Consider an infinite environment with electrical permittivity non-homogeneous $$\epsilon=\epsilon_0(1+a/r)$$ a being a positive constant. A conducting sphere of radius R and charge Q is put on that environment, centered at r=0. Determine the electric field $$E$$, the electrical potential $$V$$, the volume density of polarization charge $$\rho'$$ and the surface density of polarization charge $$\sigma'$$. Prove that the total charge of polarization in the dielectric is zero.

Homework Equations

The Attempt at a Solution

So I'm having a lot of trouble with the last part of the question.
I got for the the volume density of polarization charge $\rho'$ and the surface density of polarization charge $$\sigma'$$:

$$\rho'= \frac{Qa}{4\pi r^2(r+a)^2}$$
for $$r>R$$

$$\sigma'= \frac{-Qa}{4\pi R^2(R+a)}$$
for $$r=R$$

Now I now that the total charge will be the sum of the total charge in surface with the total charge in volume.
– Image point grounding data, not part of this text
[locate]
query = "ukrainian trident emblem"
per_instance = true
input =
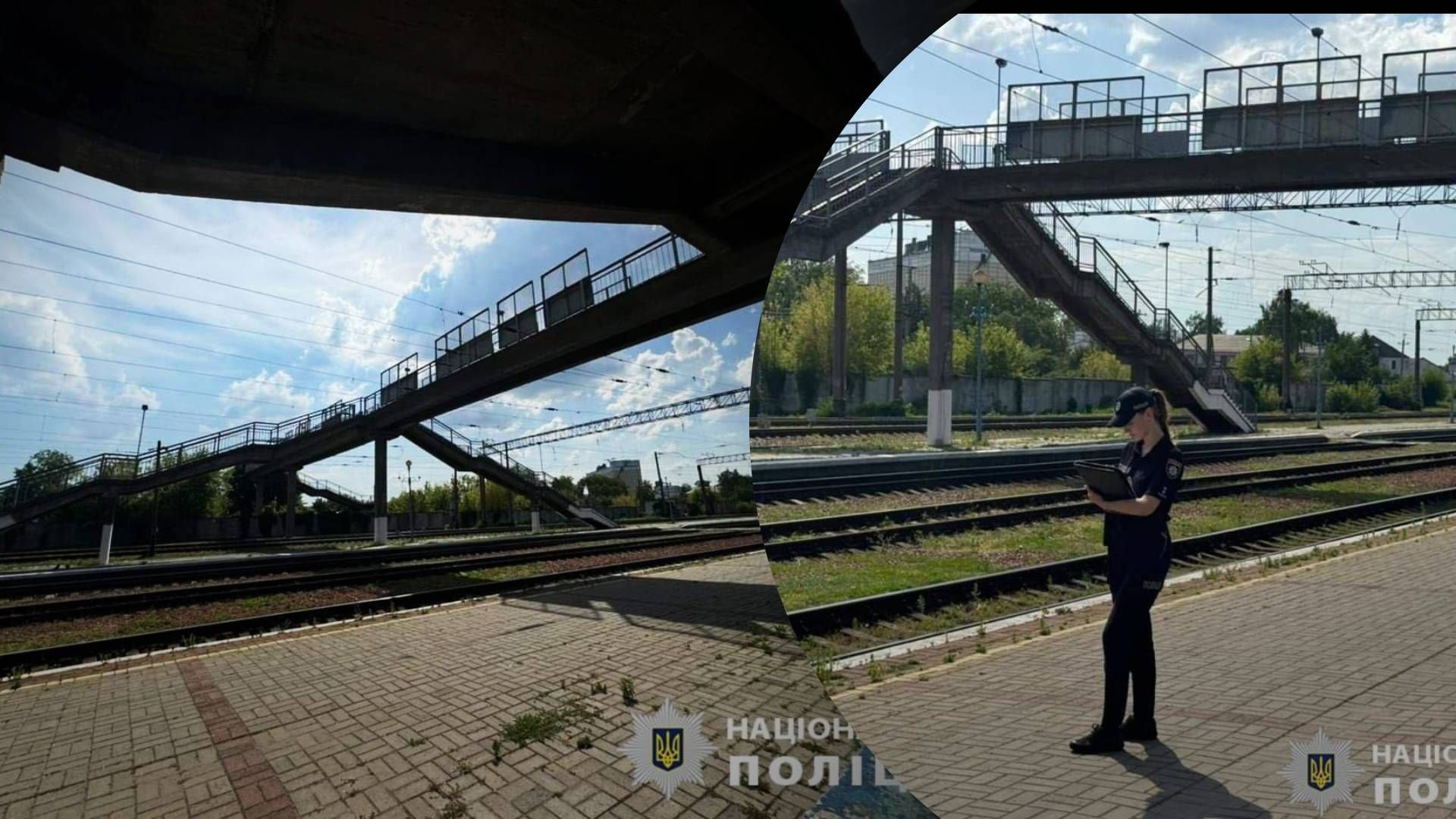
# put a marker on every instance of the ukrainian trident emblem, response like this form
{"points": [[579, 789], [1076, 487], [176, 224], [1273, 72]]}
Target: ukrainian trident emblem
{"points": [[667, 748], [1321, 771]]}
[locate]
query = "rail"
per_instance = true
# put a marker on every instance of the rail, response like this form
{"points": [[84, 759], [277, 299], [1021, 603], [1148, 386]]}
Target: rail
{"points": [[655, 259], [1264, 107]]}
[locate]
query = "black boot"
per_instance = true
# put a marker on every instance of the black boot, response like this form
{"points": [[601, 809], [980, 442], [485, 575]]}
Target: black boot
{"points": [[1141, 730], [1097, 742]]}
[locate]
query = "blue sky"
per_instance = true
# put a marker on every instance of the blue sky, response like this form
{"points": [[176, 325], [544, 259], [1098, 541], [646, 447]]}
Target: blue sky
{"points": [[937, 83], [73, 373]]}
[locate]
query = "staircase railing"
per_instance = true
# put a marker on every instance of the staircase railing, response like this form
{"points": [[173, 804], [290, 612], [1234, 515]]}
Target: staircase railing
{"points": [[655, 259], [331, 487]]}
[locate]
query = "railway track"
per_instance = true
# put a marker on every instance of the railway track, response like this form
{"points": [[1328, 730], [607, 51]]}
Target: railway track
{"points": [[93, 579], [645, 553], [1072, 577], [868, 529], [799, 428], [242, 544], [777, 482]]}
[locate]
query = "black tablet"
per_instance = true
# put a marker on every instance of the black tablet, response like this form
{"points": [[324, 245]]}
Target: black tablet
{"points": [[1110, 482]]}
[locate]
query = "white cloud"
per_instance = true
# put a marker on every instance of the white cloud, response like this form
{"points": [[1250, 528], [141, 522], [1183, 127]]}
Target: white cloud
{"points": [[743, 372], [275, 388], [450, 237]]}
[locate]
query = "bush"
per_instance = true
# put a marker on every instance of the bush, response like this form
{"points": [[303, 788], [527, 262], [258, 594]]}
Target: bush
{"points": [[887, 410], [1433, 387], [1267, 398], [1400, 394], [1351, 398]]}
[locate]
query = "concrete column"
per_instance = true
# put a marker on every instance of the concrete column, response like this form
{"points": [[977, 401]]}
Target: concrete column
{"points": [[381, 491], [107, 525], [455, 502], [1141, 373], [479, 521], [943, 378], [291, 494], [837, 353]]}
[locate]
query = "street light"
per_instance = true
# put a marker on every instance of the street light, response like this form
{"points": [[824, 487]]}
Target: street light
{"points": [[1168, 324], [999, 149], [410, 484], [140, 430], [981, 278]]}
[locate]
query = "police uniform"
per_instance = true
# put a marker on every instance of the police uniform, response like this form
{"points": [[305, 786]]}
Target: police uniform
{"points": [[1139, 553]]}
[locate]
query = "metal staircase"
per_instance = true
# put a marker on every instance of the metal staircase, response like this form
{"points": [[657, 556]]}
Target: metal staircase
{"points": [[1079, 276], [481, 458], [408, 394]]}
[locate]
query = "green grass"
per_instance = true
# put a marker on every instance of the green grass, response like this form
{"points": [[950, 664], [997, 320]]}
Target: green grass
{"points": [[810, 582], [781, 512]]}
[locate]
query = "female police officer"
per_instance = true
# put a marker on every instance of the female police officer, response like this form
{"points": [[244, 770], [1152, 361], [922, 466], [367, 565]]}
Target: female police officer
{"points": [[1139, 551]]}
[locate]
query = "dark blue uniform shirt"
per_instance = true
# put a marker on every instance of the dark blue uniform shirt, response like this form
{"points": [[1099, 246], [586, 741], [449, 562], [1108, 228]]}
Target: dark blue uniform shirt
{"points": [[1141, 547]]}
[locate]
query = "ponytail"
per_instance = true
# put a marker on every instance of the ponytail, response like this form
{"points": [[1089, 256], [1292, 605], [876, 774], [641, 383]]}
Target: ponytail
{"points": [[1161, 411]]}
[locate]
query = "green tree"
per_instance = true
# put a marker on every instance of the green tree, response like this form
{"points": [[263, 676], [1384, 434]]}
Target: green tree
{"points": [[1433, 387], [1103, 365], [1036, 321], [1308, 324], [870, 325], [791, 278], [1351, 359], [1199, 327], [915, 306], [1263, 363], [601, 487]]}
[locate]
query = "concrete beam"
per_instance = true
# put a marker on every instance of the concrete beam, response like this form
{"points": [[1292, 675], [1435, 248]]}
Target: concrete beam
{"points": [[839, 341], [291, 494], [943, 376], [381, 491]]}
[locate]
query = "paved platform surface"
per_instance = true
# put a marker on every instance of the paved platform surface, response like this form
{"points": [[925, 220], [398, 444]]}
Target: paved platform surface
{"points": [[1363, 646], [397, 717]]}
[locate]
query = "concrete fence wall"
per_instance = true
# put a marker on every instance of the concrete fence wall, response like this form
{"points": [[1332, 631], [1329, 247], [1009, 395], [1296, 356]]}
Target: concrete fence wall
{"points": [[1018, 397], [86, 534]]}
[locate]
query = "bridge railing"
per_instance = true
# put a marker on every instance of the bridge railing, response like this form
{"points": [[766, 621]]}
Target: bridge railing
{"points": [[655, 259], [332, 487]]}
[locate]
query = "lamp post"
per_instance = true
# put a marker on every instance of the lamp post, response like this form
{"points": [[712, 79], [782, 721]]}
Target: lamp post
{"points": [[1168, 324], [982, 278], [998, 150], [139, 435], [410, 485]]}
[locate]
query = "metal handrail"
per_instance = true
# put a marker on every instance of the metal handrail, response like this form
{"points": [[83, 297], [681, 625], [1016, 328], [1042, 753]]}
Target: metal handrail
{"points": [[655, 259]]}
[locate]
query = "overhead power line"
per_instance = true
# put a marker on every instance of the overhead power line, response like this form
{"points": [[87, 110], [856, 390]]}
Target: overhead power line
{"points": [[196, 278], [667, 411], [231, 242]]}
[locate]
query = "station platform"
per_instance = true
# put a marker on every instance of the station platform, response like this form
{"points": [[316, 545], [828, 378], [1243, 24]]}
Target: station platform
{"points": [[1362, 646], [397, 717]]}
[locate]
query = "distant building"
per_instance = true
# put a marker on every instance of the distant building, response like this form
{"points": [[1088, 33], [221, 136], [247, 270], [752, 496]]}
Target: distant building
{"points": [[968, 253], [626, 471]]}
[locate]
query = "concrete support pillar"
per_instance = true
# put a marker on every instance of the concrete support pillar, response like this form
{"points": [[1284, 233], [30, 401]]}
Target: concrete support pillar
{"points": [[108, 523], [381, 491], [455, 500], [291, 494], [839, 347], [1141, 373], [479, 504], [943, 376]]}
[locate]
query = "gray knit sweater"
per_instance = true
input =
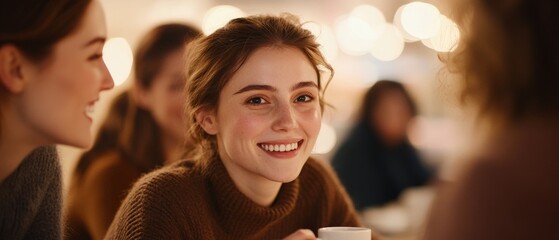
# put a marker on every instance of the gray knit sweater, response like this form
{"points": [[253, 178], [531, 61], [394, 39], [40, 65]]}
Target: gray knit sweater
{"points": [[30, 198]]}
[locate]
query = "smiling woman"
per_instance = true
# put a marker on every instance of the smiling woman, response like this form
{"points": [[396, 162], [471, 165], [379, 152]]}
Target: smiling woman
{"points": [[51, 73], [254, 102]]}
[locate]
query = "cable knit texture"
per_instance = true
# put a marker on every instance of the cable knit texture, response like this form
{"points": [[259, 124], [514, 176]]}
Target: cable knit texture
{"points": [[30, 202], [187, 201]]}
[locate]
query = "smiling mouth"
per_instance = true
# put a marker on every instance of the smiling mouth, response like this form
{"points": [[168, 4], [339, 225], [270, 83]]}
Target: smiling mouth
{"points": [[89, 111], [280, 147]]}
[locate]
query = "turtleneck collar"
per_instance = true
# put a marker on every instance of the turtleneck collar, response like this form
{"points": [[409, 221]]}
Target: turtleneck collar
{"points": [[234, 209]]}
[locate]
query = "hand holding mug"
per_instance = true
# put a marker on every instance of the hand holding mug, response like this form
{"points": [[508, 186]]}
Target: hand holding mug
{"points": [[301, 234]]}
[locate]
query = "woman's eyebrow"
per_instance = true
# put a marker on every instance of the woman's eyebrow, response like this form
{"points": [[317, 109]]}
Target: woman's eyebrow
{"points": [[273, 89], [303, 85], [256, 87], [95, 40]]}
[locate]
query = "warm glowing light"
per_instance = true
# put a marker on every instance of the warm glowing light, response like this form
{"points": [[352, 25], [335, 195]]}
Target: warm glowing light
{"points": [[389, 45], [446, 39], [326, 139], [398, 24], [218, 16], [355, 32], [118, 57], [373, 17], [421, 20], [326, 38]]}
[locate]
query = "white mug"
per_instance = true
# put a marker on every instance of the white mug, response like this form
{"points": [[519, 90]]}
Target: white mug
{"points": [[344, 233]]}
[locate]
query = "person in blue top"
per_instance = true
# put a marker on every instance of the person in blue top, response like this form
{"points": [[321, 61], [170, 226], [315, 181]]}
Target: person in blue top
{"points": [[377, 162]]}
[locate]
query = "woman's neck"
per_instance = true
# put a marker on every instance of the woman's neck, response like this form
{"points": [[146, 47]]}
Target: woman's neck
{"points": [[17, 140], [171, 149], [13, 151], [260, 190]]}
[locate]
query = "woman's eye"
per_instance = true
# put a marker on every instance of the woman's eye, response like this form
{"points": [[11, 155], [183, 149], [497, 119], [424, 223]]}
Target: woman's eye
{"points": [[256, 101], [304, 98]]}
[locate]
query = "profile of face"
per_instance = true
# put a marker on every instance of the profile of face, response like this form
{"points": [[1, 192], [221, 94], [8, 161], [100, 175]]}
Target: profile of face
{"points": [[165, 97], [268, 116], [391, 116], [57, 98]]}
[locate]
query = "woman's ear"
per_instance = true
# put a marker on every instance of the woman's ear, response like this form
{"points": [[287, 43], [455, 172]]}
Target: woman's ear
{"points": [[11, 72], [207, 120]]}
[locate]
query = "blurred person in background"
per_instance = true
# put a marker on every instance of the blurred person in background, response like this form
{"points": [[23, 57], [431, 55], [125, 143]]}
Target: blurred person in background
{"points": [[508, 65], [51, 74], [254, 104], [144, 130], [376, 163]]}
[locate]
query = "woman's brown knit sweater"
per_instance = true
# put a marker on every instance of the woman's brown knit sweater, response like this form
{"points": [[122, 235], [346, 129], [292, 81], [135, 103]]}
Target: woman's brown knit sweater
{"points": [[187, 201]]}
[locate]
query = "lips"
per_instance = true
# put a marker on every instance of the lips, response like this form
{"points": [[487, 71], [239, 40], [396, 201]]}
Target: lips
{"points": [[90, 109], [280, 147]]}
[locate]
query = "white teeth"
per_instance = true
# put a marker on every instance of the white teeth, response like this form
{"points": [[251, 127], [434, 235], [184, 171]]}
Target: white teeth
{"points": [[89, 110], [280, 147]]}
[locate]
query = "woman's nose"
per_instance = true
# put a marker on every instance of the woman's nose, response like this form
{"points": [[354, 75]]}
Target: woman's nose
{"points": [[285, 118]]}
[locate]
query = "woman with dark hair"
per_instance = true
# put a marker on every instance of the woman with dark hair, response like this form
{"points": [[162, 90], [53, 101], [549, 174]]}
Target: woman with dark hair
{"points": [[254, 106], [145, 129], [51, 74], [377, 162], [507, 64]]}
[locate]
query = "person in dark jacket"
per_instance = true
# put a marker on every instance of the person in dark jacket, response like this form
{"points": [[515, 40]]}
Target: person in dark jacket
{"points": [[377, 162]]}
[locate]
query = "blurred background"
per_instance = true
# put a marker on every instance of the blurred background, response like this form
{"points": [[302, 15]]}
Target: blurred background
{"points": [[364, 40]]}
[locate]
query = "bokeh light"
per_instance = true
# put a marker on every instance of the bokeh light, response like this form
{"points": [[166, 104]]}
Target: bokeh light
{"points": [[389, 45], [326, 38], [326, 139], [355, 32], [398, 24], [446, 39], [118, 57], [421, 20]]}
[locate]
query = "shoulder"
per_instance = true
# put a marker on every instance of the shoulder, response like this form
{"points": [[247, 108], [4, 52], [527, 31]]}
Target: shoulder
{"points": [[107, 170], [166, 182], [319, 173]]}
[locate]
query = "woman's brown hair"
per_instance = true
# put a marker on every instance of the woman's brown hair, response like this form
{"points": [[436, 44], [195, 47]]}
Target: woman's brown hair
{"points": [[130, 129], [34, 27], [508, 58], [214, 59]]}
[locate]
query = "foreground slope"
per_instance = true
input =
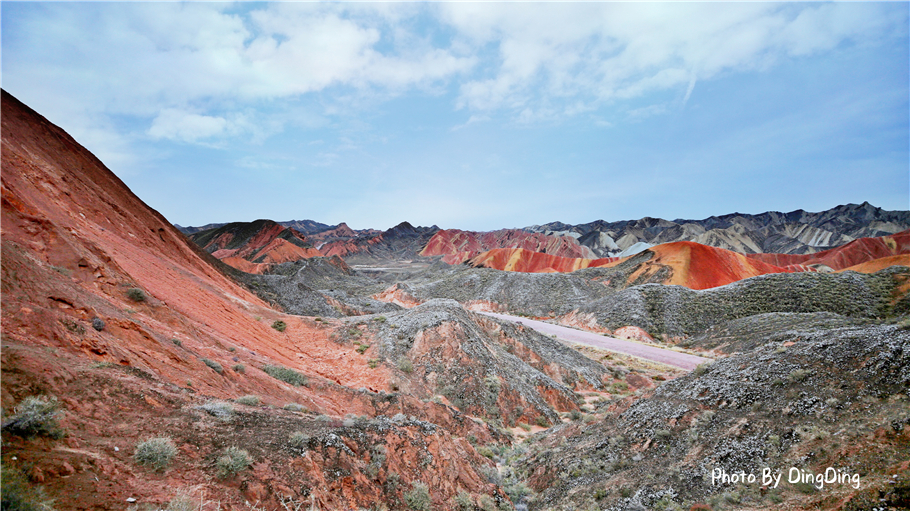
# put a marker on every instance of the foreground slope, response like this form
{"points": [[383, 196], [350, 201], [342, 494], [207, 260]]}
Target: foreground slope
{"points": [[110, 310]]}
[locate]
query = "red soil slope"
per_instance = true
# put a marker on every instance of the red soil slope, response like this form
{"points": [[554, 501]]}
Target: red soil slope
{"points": [[454, 241], [693, 265], [75, 240], [863, 250], [698, 266], [263, 249]]}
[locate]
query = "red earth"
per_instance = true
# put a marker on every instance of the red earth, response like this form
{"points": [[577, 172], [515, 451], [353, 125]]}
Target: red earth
{"points": [[698, 266], [80, 250], [454, 241]]}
Total charge in surface is easy.
$$Q'_{surface}=4\pi R^2\sigma'= \frac{-Qa}{(R+a)}$$

However I'm not quite sure on how to compute the total volume density. I thought it might be an integral from R to infinity of

$$\frac{4}{3} \pi r^3 \frac{Qa}{4 \pi r^2 (r+a)^2}=\frac{Qar}{3(r+a)^2}$$

but the integral of that expression on those boundaries diverge.
What should I do then?
Any suggestions?

 

[kuruman]

You cannot multiply the density by the volume the way you did to get a "charge" at r and then evaluate as r goes to ∞. You need to consider a shell that has charge dq = ρ(r) dV, then integrate. What's dV for a shell of radius r and thickness dr?

 

[Granger]

Oh! The volume of the shell is $$dV=4\pi r^2 dr$$. This way I get to the total charge equaling zero. Thank you very much!